Sem dúvida, para a plena participação na Eucaristia é preciso também aproximar-se
pessoalmente do altar para receber a comunhão; 169 contudo, é preciso estar atento para que
esta afirmação, justa em si mesma, não induza os fiéis a um certo automatismo, levando-os a
pensar que, pelo simples facto de se encontrar na igreja durante a liturgia, se tenha o direito ou
mesmo – quem sabe – se sinta no dever de aproximar-se da mesa eucarística. Mesmo quando
não for possível abeirar-se da comunhão sacramental, a participação na Santa Missa permanece
necessária, válida, significativa e frutuosa; neste caso, é bom cultivar o desejo da plena união
com Cristo, por exemplo, através da prática da comunhão espiritual, recordada por João Paulo II
170 e recomendada por santos mestres de vida espiritual.171
Participação dos cristãos não católicos
56. Ao tratarmos o tema da participação, temos inevitavelmente de falar dos cristãos que
pertencem a Igrejas ou Comunidades eclesiais que não estão em plena comunhão com a Igreja
Católica. A este respeito, temos de dizer, por um lado, que o vínculo intrínseco existente entre a
Eucaristia e a unidade da Igreja nos faz desejar ardentemente o dia em que poderemos celebrar,
juntamente com todos os que crêem em Cristo, a divina Eucaristia e exprimir assim
visivelmente aquela plena unidade que Cristo quis para os seus discípulos (Jo 17,21); mas, por
outro lado, o respeito que devemos ao sacramento do Corpo e do Sangue de Cristo impede-nos
de fazer dele um simples «meio» usado indiscriminadamente para alcançar a referida
unidade.172 De facto, a Eucaristia não manifesta somente a nossa comunhão pessoal com Jesus
Cristo, mas implica também a plena comunhão (communio) com a Igreja; este é o motivo pelo
qual, com dor mas não sem esperança, pedimos aos cristãos não católicos que compreendam e
respeitem a nossa convicção, que assenta na Bíblia e na Tradição: pensamos que a comunhão
eucarística e a comunhão eclesial se interpenetrem tão intimamente que se torna geralmente
impossível aos cristãos não católicos terem acesso a uma sem gozar da outra.
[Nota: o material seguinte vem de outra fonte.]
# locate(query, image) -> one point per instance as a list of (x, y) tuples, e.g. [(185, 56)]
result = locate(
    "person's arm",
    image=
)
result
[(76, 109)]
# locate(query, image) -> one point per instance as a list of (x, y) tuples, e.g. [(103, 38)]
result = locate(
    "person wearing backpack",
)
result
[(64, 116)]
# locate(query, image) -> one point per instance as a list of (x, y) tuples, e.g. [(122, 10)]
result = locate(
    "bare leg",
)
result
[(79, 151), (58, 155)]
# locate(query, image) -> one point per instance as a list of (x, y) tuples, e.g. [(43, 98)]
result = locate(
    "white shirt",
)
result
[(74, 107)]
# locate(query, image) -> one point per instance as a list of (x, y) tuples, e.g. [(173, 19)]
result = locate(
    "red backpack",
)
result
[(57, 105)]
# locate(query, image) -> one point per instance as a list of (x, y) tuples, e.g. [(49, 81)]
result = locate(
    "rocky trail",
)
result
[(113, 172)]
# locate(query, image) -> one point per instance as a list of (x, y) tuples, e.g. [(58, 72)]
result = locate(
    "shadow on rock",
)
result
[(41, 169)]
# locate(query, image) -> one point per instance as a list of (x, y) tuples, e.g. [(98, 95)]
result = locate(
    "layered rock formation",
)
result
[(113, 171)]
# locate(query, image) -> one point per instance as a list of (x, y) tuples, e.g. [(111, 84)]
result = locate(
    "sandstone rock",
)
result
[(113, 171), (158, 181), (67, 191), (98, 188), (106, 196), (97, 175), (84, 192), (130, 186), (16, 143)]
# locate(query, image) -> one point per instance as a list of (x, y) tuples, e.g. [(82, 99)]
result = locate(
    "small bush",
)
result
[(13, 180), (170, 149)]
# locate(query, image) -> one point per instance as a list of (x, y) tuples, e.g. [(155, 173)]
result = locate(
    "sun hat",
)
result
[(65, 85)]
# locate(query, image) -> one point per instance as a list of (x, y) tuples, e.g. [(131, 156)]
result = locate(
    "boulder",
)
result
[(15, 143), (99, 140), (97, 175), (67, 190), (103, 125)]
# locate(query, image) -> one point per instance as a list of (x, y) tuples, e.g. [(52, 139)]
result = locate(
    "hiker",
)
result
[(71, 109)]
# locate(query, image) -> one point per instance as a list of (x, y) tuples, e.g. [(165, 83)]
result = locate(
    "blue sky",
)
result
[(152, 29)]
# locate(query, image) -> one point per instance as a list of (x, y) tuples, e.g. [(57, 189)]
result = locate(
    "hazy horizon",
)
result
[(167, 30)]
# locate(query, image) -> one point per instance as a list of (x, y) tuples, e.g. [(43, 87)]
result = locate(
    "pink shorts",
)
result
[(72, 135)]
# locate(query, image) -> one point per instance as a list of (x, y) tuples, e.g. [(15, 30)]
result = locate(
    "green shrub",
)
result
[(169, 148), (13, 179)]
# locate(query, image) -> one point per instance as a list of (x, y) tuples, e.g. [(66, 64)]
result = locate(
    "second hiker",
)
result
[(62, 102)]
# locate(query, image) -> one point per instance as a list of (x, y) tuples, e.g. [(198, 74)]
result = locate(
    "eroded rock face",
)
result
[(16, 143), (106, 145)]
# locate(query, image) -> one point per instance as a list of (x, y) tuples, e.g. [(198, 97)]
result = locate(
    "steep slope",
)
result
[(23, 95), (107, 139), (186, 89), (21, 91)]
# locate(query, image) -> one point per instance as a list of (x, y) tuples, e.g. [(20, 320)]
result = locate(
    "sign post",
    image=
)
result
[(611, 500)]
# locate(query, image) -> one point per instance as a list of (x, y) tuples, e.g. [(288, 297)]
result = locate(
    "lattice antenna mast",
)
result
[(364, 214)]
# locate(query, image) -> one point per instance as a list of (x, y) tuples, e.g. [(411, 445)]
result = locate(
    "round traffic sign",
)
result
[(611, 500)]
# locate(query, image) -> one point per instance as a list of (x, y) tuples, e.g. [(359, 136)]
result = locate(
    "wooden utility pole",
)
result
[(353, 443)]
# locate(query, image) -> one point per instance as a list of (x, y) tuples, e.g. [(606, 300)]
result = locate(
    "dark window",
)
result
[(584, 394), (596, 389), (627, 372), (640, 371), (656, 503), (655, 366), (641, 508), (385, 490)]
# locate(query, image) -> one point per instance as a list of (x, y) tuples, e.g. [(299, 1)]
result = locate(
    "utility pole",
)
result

Ainda mais
desprovida de sentido seria uma concelebração verdadeira e própria com ministros de Igrejas ou
Comunidades eclesiais que não estão em plena comunhão com a Igreja Católica. Não deixa,
porém, de ser verdade que, em ordem à salvação eterna, há a possibilidade de admitir indivíduos
cristãos não-católicos à Eucaristia, ao sacramento da Penitência e à Unção dos Enfermos; mas
isso supõe que se verifiquem determinadas e excepcionais situações, associadas a precisas
condições.173 Estas aparecem claramente indicadas no Catecismo da Igreja Católica 174 e no
seu Compêndio.175 É dever de cada um ater-se a elas fielmente.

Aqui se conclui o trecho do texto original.